Working in the engineering business has afforded me some opportunity to travel.

I have been to Mexico, South Africa, British Guyana, Vietnam and Iceland for work and it has never failed to teach me something about how other people live.

My first trip was to industrial Central Mexico in my early thirties far away from the resorts where I met a seven year old boy who offered to clean my shoes. He was helping to support his family who lived in a tin shack not far away. Of course this was an up close eye-opener for me and those of us in Canada or the United States who don’t see themselves as fortunate clearly should.

We don’t really know what real poverty is like.

But today we are approaching a level of inequality that is becoming dangerous and with the ensuing dissatisfaction has come the radicalization which has bred a corresponding increase in militancy of right wing parties. One invariably feeds the other.

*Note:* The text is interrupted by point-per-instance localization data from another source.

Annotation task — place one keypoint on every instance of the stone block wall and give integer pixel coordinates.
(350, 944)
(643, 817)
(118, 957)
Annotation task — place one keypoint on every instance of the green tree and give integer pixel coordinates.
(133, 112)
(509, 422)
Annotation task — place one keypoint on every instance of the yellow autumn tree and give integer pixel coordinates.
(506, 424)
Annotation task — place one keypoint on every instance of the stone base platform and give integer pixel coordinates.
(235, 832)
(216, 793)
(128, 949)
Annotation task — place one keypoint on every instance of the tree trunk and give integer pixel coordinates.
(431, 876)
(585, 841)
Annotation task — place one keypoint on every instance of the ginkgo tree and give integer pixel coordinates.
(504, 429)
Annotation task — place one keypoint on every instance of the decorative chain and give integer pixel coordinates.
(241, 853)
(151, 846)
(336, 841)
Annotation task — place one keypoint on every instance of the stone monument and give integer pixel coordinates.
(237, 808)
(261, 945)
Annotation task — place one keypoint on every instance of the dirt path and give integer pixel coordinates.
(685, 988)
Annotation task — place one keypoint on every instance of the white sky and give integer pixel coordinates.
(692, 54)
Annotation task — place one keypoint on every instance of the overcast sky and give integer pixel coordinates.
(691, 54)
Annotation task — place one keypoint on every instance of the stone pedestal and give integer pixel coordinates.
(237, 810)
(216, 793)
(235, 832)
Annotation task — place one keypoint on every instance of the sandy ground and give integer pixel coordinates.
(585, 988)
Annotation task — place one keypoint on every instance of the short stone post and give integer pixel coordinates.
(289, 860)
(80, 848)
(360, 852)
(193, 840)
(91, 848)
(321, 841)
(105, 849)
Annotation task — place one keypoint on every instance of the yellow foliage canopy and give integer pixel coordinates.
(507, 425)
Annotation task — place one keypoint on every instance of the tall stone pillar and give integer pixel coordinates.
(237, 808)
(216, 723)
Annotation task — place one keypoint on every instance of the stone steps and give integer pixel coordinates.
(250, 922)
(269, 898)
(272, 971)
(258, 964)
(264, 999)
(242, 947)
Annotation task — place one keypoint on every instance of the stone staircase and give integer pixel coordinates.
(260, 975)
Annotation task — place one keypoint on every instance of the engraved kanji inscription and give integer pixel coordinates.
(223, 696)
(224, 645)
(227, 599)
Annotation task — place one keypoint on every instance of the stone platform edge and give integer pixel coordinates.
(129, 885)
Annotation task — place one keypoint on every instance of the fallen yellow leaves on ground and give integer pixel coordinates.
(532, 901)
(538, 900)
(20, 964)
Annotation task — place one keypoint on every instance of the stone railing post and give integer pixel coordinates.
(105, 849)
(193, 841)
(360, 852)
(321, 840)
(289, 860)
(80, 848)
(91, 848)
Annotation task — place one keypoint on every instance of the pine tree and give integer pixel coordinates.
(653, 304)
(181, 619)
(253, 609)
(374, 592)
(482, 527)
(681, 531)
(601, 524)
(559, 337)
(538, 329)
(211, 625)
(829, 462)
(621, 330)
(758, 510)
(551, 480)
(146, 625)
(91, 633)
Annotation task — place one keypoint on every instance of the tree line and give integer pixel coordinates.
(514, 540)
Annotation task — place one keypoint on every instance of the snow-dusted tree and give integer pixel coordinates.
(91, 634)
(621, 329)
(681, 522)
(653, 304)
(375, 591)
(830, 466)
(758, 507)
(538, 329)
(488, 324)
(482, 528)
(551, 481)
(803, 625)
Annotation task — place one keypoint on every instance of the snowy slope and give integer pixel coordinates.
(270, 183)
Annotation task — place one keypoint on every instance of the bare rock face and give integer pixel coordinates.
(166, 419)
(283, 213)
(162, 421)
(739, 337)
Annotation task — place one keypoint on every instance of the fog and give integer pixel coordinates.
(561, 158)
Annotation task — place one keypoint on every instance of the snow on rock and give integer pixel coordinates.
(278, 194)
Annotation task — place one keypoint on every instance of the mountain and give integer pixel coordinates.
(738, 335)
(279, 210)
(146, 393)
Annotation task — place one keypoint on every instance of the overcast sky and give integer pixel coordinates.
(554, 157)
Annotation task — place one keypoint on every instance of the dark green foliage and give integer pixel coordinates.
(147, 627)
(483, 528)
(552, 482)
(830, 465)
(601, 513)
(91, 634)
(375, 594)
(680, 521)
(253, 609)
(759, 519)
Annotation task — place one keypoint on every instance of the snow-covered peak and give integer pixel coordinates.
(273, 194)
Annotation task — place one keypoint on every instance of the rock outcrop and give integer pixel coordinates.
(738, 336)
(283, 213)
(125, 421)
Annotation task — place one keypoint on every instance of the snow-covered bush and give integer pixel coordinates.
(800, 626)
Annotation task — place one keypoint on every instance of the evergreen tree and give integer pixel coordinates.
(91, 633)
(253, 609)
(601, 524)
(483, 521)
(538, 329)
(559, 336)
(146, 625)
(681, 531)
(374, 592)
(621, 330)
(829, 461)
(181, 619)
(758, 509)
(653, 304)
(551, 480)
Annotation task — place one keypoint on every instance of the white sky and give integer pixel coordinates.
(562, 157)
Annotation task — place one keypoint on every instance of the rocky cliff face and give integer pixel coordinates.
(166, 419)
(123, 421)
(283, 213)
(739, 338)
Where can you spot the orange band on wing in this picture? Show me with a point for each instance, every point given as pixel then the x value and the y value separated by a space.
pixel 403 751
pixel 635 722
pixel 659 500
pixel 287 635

The other day I was listening to CBC radio and an American author (whose name currently escapes me) was talking about how the Democratic Party elite had abandoned working class Americans and in essence were creating a meritocracy where only the qualified class could rule. Obama and the Clintons went to Ivy League schools and were said to be promoting and protecting their own. But then this is the model the founding fathers set up and how the world has always worked since having everyone have an equal say would literally produce chaos. This is why true democracy can only work in theory.

The author was right in that the GOP saw this abandonment and capitalized by snapping up this same demographic who then helped make the candidacy of someone like Donald Trump possible.

But if a better balance is to return to the United States and to world we must at least mitigate the great disparity that exists between rich and poor because failure to do so will only exacerbate what we are seeing today.

Our world works like a series of dominoes where very action has a corresponding reaction. The problem is that we work on the short term vision principle which doesn’t see the forest for the trees; something which is pivotal if we are to learn from history.

When viewed from that perspective, it is clear we have very much to repair.